PTO Micro-Instruction: Pointer Operations

This page documents the PTO micro-instruction pointer operations that construct typed pointers and perform pointer arithmetic. These ops are part of the PTO micro-instruction surface (A5 Ascend 950 profile).

Overview

PTO micro-instruction memory operands use !pto.ptr<element-type, space> to distinguish between GM (!pto.ptr<T, gm>) and UB (!pto.ptr<T, ub>) address spaces. The following ops construct and manipulate typed PTO pointers.

Mechanism

These operations make pointer typing and pointer arithmetic explicit in SSA form. pto.castptr materializes a typed PTO pointer from a scalar address, pto.addptr advances it in element units, and the scalar load/store helpers access one element at a time without switching into the vector load/store instruction families.

Address Space Conventions

Space Interpretation
gm Global Memory (GM), off-chip HBM/DDR storage
ub Vector tile buffer (implemented on current hardware by the Unified Buffer / UB)

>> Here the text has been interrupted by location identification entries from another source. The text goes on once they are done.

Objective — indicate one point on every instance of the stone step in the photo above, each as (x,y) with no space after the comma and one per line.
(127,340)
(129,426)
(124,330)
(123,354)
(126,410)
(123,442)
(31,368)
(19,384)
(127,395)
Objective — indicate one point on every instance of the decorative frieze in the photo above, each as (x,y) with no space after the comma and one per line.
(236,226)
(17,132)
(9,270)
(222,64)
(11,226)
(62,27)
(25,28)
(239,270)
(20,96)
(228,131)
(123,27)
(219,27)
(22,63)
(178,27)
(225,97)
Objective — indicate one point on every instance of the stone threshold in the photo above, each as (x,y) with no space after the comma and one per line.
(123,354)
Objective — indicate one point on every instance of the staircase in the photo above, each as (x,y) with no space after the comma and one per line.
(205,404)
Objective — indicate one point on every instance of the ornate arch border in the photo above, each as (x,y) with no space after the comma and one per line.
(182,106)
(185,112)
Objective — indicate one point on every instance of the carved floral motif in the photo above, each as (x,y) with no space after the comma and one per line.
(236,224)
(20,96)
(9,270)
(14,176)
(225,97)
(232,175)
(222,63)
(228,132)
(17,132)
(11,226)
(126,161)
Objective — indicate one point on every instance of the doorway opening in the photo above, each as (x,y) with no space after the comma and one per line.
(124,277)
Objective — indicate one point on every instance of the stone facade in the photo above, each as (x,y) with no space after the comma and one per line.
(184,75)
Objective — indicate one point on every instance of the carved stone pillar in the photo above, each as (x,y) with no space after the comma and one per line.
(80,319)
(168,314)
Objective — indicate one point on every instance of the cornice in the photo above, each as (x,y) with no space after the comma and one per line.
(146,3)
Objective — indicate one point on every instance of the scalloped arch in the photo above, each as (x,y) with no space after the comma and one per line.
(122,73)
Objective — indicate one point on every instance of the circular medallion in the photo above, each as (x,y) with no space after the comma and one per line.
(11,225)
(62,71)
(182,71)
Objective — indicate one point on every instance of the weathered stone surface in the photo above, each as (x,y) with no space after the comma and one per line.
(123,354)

Typical pointer construction and pointer arithmetic follow the same !pto.ptr<..., space> form. Pointer arithmetic is element-based rather than byte-based.


pto.castptr

Syntax: %result = pto.castptr %addr : i64 -> !pto.ptr<T, space>

Semantics: Reinterpret a scalar address value as a typed PTO pointer in the target memory space.

result = (ptr<T, space>)addr;

Inputs

Operand Type Description
%addr i64 Scalar address value to cast

Expected Outputs

Result Type Description
%result !pto.ptr<T, space> Typed PTO pointer in the target memory space

Constraints

  • pto.castptr is a pointer-construction operation. It does not perform data movement and does not by itself imply any load/store side effect.
  • The element type T and memory space space must be consistent with the intended use.
  • T is the element type associated with the pointed-to storage.
  • space is the memory domain, typically gm or ub.

Examples

// Cast integer 0 to a f32 UB pointer
%0 = pto.castptr %c0 : i64 -> !pto.ptr<f32, ub>

// Cast GM base address to a bf16 GM pointer
%gm_ptr = pto.castptr %gm_base : i64 -> !pto.ptr<bf16, gm>

pto.addptr

Syntax: %result = pto.addptr %ptr, %offset : !pto.ptr<T, space> -> !pto.ptr<T, space>

Semantics: Compute a new pointer by advancing the base pointer by an element offset.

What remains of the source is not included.